Why would an expression whose type is declared as addressint be considered a numeric expression/another type in this case? If it was a mathematical expression, I could see it defaulting to int or something, but this was an assignment from a function call whose return type is explicitly declared as addressint.

CordyJ commented 4 months ago

Turing Plus is surprisingly much harder to use than OOT because you are required to always use collections with pointers whereas you can simply do new recType or var p : pointer to recType in OOT without specifying a collection.

Turing+ and OOT are unrelated, other than the fact that both are extensions to the original Turing programming language.

Unlike OOT, Turing+ is not designed to be an object-oriented, teaching or general purpose programming language. It's more than a decade older than OOT, and it was designed to be used to write operating systems, compilers, interpreters and other systems software as a replacement for C. The original implementation of OOT was written in Turing+.

Both Turing and Turing+ were designed for programs to be formally verified using the Turing proof rules in Hoare logic, which is why they (originally) disallowed aliasing and constrained pointers to collections. The addressint and Type@ notation was added to Turing+ to make it easier to code direct access to hardware in low-level drivers; it was not originally intended to be used for general programming.
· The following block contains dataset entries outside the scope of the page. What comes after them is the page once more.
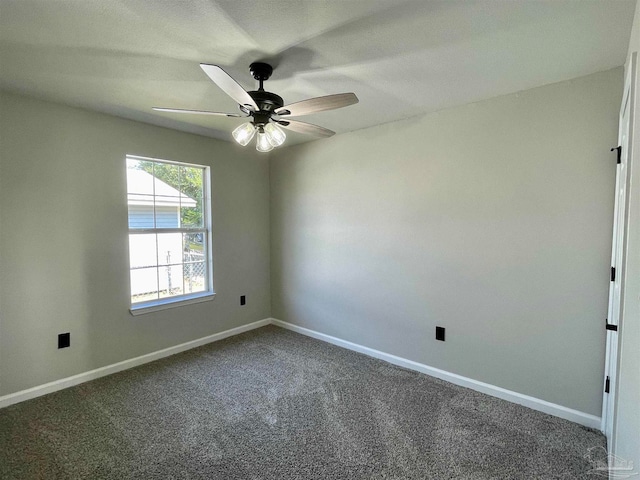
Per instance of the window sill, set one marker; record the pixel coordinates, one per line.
(166, 303)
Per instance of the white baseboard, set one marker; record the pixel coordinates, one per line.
(535, 403)
(54, 386)
(576, 416)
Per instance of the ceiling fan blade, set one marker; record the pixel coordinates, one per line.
(197, 112)
(318, 104)
(303, 127)
(229, 85)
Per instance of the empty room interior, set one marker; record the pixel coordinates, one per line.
(278, 239)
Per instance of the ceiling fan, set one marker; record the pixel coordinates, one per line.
(267, 109)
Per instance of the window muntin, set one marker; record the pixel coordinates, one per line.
(169, 231)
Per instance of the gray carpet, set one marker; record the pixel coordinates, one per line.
(272, 404)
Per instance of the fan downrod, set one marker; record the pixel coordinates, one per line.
(261, 71)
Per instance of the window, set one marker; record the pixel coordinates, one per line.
(169, 233)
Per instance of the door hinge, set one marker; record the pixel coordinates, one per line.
(619, 149)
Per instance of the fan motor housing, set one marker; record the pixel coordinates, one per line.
(266, 101)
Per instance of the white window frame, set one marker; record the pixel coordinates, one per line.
(140, 308)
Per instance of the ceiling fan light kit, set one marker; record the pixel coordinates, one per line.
(267, 109)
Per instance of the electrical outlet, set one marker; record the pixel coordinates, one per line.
(64, 340)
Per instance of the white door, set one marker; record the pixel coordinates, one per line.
(617, 251)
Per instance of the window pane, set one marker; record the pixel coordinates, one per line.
(139, 180)
(144, 284)
(142, 250)
(191, 215)
(169, 248)
(167, 196)
(194, 246)
(167, 179)
(195, 277)
(191, 182)
(170, 280)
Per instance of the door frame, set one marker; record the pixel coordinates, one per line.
(618, 248)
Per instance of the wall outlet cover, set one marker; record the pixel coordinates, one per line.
(64, 340)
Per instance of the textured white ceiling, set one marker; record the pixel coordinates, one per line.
(401, 57)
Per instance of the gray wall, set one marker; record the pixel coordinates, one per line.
(492, 219)
(64, 244)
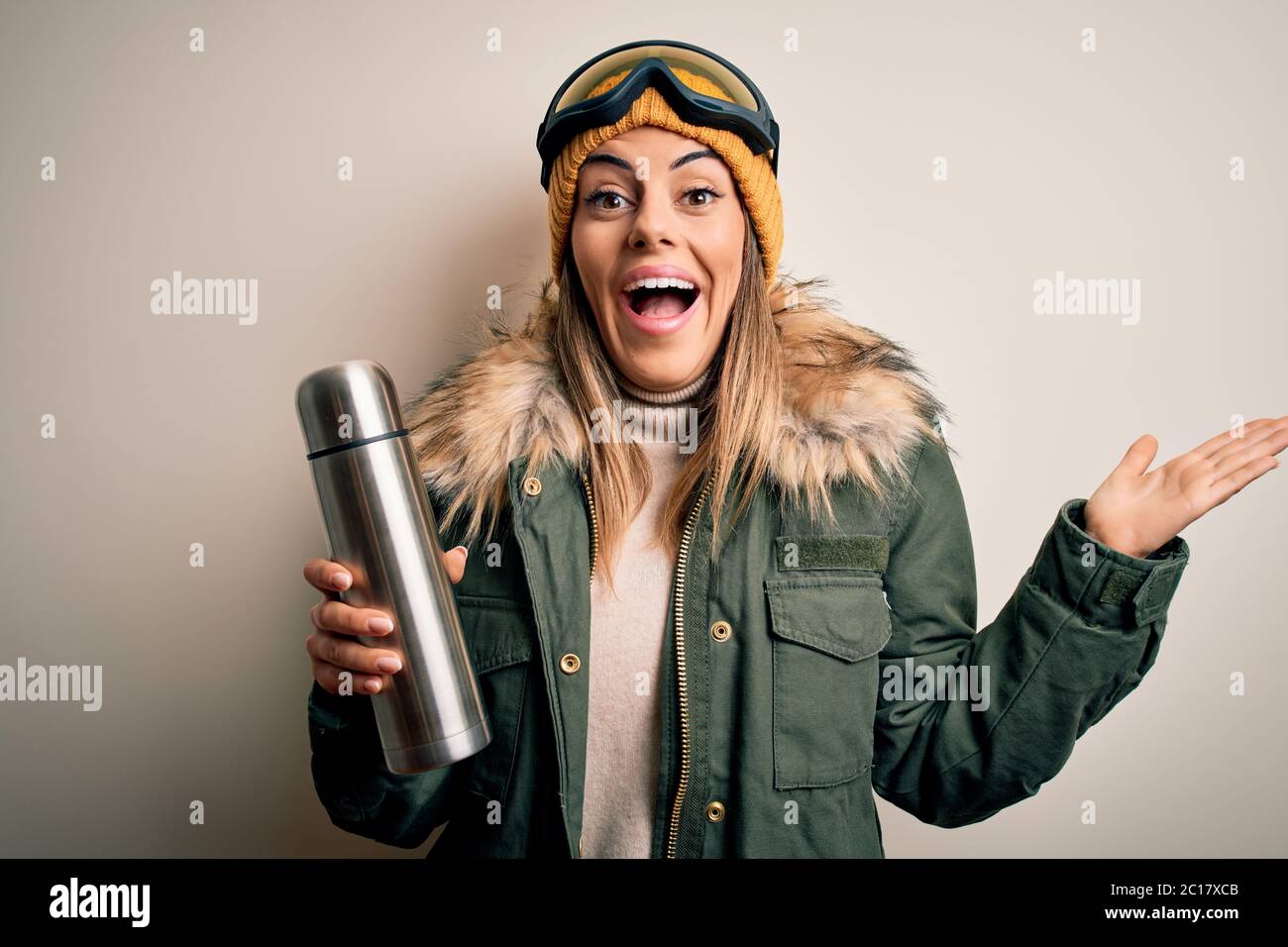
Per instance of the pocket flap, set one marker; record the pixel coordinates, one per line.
(496, 631)
(841, 616)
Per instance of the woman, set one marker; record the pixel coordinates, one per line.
(717, 639)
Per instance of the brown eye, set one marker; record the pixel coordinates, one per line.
(592, 200)
(711, 196)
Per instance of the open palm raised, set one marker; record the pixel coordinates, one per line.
(1136, 512)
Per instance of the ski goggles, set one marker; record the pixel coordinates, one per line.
(649, 63)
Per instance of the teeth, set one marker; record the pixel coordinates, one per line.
(658, 282)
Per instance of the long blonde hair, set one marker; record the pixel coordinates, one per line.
(730, 425)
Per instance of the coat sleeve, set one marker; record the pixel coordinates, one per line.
(1077, 635)
(357, 789)
(355, 785)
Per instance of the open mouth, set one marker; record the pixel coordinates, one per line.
(662, 302)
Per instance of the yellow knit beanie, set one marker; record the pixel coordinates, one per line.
(755, 178)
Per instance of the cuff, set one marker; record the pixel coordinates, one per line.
(1104, 585)
(329, 711)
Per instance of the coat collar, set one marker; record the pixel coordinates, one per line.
(854, 405)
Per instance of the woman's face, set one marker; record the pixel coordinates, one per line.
(652, 202)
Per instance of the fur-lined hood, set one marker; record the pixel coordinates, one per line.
(854, 403)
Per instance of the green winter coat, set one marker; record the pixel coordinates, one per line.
(782, 705)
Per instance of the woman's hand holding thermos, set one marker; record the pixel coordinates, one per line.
(331, 646)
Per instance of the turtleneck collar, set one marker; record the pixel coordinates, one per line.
(681, 395)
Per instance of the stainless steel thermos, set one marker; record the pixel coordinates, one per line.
(380, 527)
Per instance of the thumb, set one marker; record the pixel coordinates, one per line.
(1138, 457)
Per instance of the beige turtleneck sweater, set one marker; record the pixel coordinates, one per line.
(627, 637)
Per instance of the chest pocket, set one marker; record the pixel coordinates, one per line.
(827, 633)
(500, 643)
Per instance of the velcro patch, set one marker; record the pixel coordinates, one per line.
(853, 552)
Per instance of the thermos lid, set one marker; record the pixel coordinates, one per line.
(347, 405)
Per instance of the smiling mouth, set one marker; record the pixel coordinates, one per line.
(660, 303)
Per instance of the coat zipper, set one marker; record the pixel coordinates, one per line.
(681, 672)
(593, 527)
(682, 564)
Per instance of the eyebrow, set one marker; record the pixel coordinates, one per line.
(621, 162)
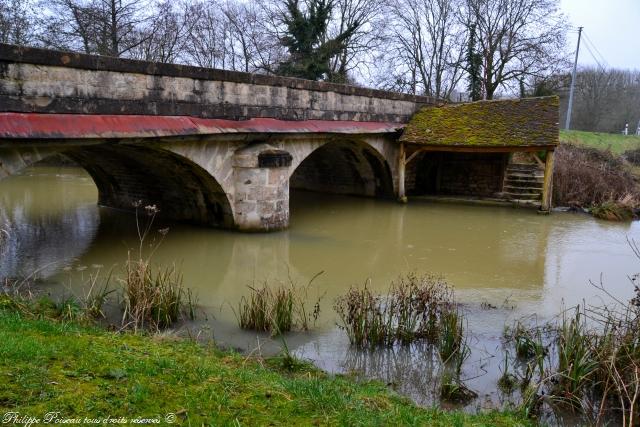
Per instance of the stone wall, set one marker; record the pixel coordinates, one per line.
(127, 175)
(39, 80)
(467, 174)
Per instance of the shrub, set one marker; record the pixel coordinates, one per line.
(586, 176)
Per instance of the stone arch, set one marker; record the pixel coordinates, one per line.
(345, 166)
(13, 161)
(126, 174)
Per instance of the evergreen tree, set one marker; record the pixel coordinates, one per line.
(306, 40)
(474, 65)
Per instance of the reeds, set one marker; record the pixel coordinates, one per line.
(278, 309)
(590, 362)
(412, 309)
(615, 210)
(153, 299)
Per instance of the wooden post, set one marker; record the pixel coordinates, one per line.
(547, 188)
(401, 168)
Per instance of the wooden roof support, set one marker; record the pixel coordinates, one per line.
(402, 163)
(547, 189)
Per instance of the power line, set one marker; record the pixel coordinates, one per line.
(567, 124)
(587, 38)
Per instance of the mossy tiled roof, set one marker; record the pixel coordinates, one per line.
(495, 123)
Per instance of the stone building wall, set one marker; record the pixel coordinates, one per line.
(466, 174)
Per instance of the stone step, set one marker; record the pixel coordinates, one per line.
(516, 175)
(523, 182)
(523, 166)
(521, 196)
(522, 189)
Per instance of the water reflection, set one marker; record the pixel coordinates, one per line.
(45, 225)
(514, 259)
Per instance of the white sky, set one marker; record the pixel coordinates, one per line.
(613, 26)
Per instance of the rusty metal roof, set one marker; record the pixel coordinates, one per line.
(86, 126)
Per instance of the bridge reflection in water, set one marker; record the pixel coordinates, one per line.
(488, 254)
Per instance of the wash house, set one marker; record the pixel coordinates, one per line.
(499, 150)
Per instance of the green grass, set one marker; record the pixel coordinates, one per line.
(89, 372)
(617, 142)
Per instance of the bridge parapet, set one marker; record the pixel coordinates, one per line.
(47, 81)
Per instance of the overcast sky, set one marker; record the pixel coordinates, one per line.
(613, 26)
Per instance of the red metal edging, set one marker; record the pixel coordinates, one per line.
(87, 126)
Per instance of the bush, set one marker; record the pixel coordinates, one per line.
(585, 177)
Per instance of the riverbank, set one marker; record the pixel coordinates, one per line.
(598, 173)
(85, 371)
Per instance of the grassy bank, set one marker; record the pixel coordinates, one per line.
(84, 371)
(617, 143)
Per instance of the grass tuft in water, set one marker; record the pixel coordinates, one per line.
(411, 310)
(278, 309)
(153, 299)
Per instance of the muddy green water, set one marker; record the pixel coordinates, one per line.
(523, 263)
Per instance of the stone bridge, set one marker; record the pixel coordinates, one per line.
(212, 147)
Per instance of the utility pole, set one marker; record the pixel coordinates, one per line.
(567, 123)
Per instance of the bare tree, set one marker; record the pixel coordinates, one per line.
(17, 24)
(104, 27)
(517, 40)
(427, 46)
(230, 35)
(369, 19)
(164, 36)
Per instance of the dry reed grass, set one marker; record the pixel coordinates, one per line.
(591, 178)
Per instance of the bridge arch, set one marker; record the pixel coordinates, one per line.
(127, 174)
(343, 166)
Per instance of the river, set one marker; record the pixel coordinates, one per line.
(522, 263)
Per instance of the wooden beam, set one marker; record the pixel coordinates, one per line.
(537, 159)
(401, 169)
(484, 149)
(412, 156)
(547, 188)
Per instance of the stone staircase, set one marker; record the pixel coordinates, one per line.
(523, 183)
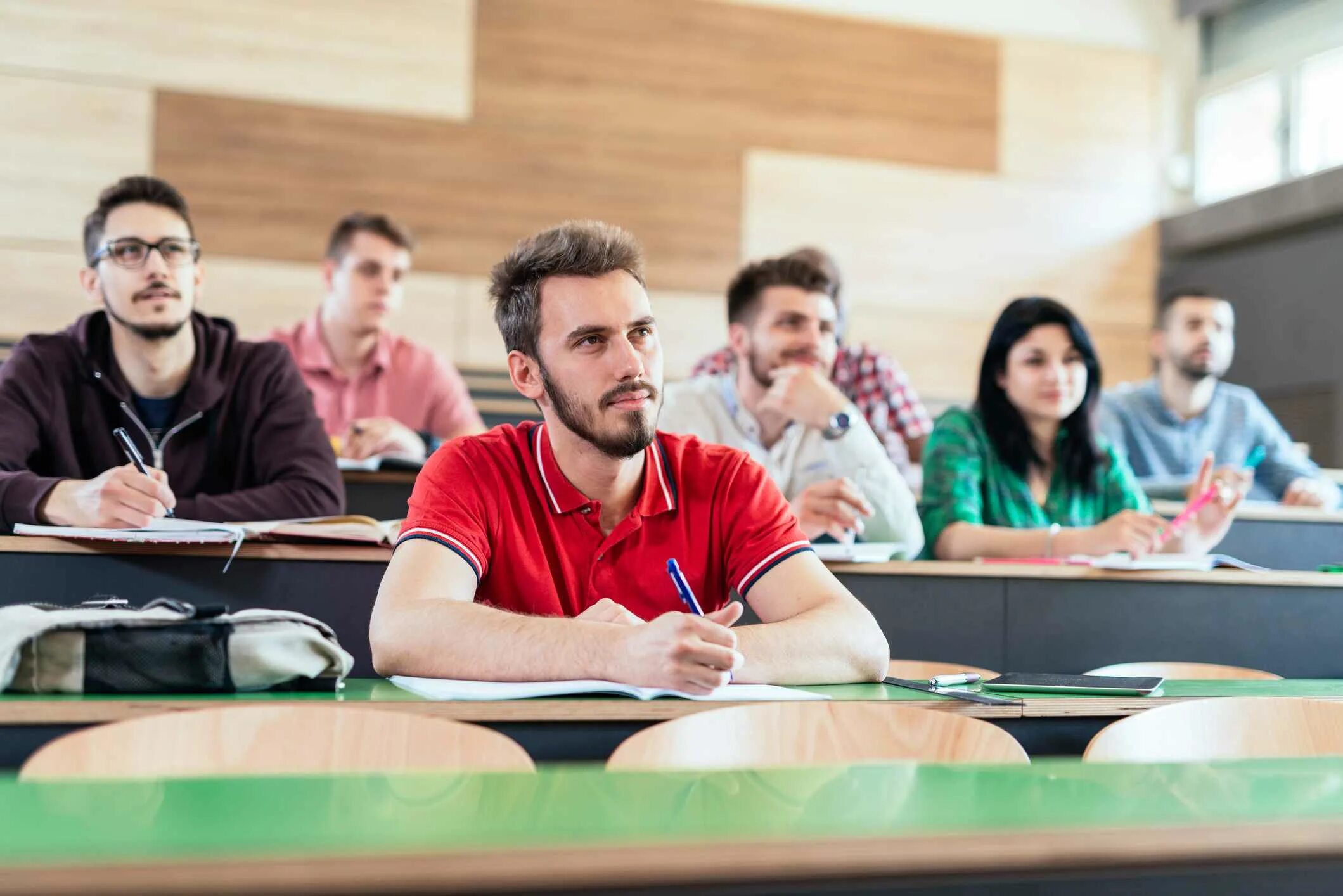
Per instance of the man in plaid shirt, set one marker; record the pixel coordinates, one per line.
(868, 376)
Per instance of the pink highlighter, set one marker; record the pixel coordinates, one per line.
(1201, 501)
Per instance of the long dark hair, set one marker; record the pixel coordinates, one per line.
(1077, 453)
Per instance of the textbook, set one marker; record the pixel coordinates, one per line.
(360, 530)
(856, 553)
(1123, 561)
(382, 463)
(464, 689)
(167, 531)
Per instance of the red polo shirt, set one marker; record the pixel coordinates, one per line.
(535, 542)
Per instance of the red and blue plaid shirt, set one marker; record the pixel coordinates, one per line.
(873, 382)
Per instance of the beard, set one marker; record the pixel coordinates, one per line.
(762, 371)
(633, 432)
(1194, 370)
(148, 332)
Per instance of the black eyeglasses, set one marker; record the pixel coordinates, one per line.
(131, 252)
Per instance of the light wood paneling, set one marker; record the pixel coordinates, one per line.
(692, 73)
(449, 314)
(267, 181)
(413, 57)
(60, 146)
(264, 295)
(691, 327)
(931, 255)
(41, 289)
(1080, 115)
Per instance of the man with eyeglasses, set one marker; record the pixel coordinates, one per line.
(228, 428)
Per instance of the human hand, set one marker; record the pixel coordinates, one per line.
(681, 652)
(380, 435)
(834, 507)
(117, 499)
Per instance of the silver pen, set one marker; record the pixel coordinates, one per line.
(961, 679)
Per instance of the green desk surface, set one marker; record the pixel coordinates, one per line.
(92, 708)
(577, 812)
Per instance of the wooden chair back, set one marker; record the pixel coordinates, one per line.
(814, 734)
(1195, 670)
(274, 741)
(1224, 729)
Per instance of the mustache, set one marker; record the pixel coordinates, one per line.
(634, 386)
(800, 355)
(156, 285)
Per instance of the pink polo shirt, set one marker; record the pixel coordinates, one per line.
(411, 383)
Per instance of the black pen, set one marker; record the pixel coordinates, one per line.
(132, 453)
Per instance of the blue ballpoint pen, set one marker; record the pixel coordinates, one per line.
(684, 590)
(684, 587)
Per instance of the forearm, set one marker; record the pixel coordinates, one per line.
(23, 496)
(836, 643)
(444, 639)
(861, 456)
(299, 496)
(967, 541)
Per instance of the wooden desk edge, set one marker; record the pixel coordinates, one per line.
(970, 570)
(249, 551)
(78, 712)
(688, 863)
(895, 568)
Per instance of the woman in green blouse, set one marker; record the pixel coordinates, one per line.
(1024, 473)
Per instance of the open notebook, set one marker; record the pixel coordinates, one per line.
(360, 530)
(462, 689)
(1123, 561)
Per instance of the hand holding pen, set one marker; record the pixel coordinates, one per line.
(128, 448)
(1209, 488)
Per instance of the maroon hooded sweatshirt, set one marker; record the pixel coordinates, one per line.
(245, 445)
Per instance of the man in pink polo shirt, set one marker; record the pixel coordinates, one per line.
(542, 551)
(376, 391)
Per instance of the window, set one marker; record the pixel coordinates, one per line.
(1269, 101)
(1319, 113)
(1237, 135)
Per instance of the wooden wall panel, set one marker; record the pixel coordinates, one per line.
(931, 257)
(269, 181)
(413, 57)
(60, 146)
(1080, 115)
(696, 73)
(264, 295)
(41, 289)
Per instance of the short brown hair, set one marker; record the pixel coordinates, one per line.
(819, 259)
(574, 249)
(790, 271)
(1170, 297)
(363, 222)
(140, 188)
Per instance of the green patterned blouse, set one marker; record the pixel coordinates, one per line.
(966, 481)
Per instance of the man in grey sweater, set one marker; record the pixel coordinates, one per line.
(1167, 423)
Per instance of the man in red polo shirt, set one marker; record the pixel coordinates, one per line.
(540, 553)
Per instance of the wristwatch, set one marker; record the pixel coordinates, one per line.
(839, 426)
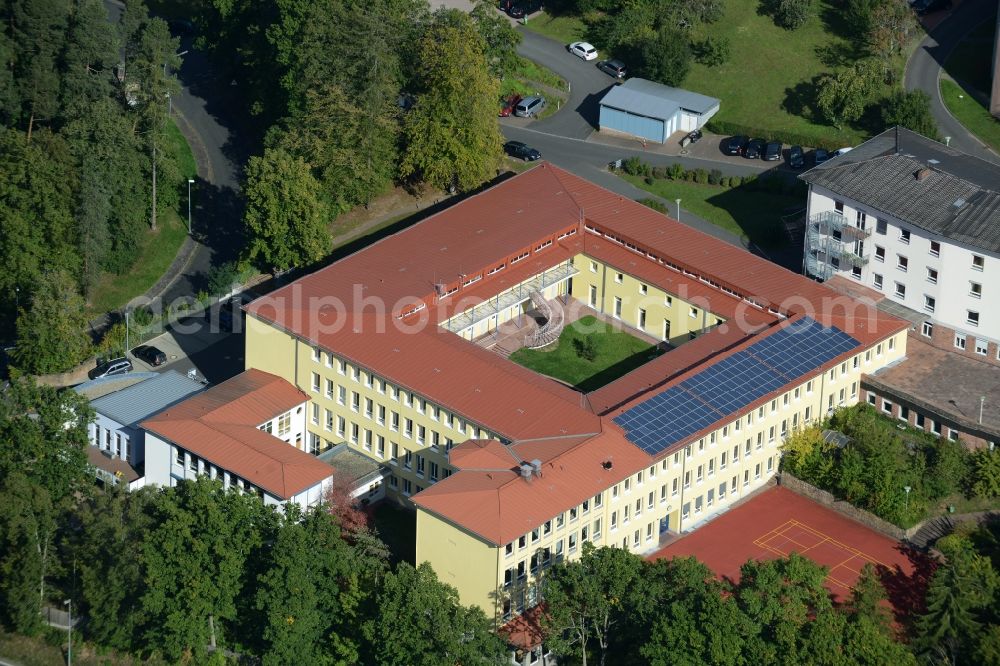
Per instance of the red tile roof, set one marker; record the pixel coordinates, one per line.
(220, 425)
(500, 506)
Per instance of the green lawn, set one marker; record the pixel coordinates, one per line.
(971, 113)
(748, 213)
(618, 353)
(564, 29)
(157, 249)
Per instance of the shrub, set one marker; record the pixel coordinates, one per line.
(632, 166)
(655, 204)
(713, 51)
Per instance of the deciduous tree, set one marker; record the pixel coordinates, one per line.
(285, 214)
(452, 137)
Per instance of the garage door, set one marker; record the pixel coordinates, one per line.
(651, 129)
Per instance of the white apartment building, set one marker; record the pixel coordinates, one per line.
(920, 223)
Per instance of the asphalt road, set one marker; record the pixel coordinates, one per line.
(924, 68)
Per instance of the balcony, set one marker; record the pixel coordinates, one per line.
(830, 221)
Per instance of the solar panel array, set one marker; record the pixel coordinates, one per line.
(730, 385)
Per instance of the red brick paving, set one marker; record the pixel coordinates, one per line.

CordyJ commented 4 months ago

Why would an expression whose type is declared as addressint be considered a numeric expression/another type in this case? If it was a mathematical expression, I could see it defaulting to int or something, but this was an assignment from a function call whose return type is explicitly declared as addressint.

You'd have to read the formal definition of Turing (https://www.amazon.com/exec/obidos/ASIN/0139331360/acmorg-20) for the type inference rules, but the short answer is that when Turing was designed 64-bit machines did not exist. int was the largest and most inclusive integer type, so all integer expressions up-typed to int in order to lose no significance.

Turing+ inherited all the rules of Turing because it's an extension, not a modification, of Turing, and if you write a Turing program in Turing+ it has to do exactly the same thing as it does in Turing. When Turing+ was designed and addressint was added, 64-bit machines still did not exist, so it still didn't matter much.

We're not designing a language here, we're just implementing a compiler for it. If we were to redesign Turing+ now, addressint would have to have its own, separate typing rules. But even so, it's not clear how to keep the language consistent with Turing's type rules at the same time. For example, what types are these?

var diskreg := 16#0080
var keyreg := 2564
CordyJ commented 4 months ago

Having said all that, it would be good to fix this in OpenT+. But we need to be clear on what the inference rules are. The original case is easy; we just need to define all the operator rules for addressint interactions with other types and see if they can be implemented consistently with the Turing rules for the other numeric types.

dnewhall commented 3 months ago

I actually have a copy of that book :)

I guess it does match the semantics seen elsewhere:

var someVar := 0
fcn foo : addressint  result addr(someVar)  end foo

var adr1 := foo
int @ (adr1) := 12
put adr1, ": ", int @ (adr1)

That also fails with a segfault at line 4 if adr1 isn't declared as an addressint.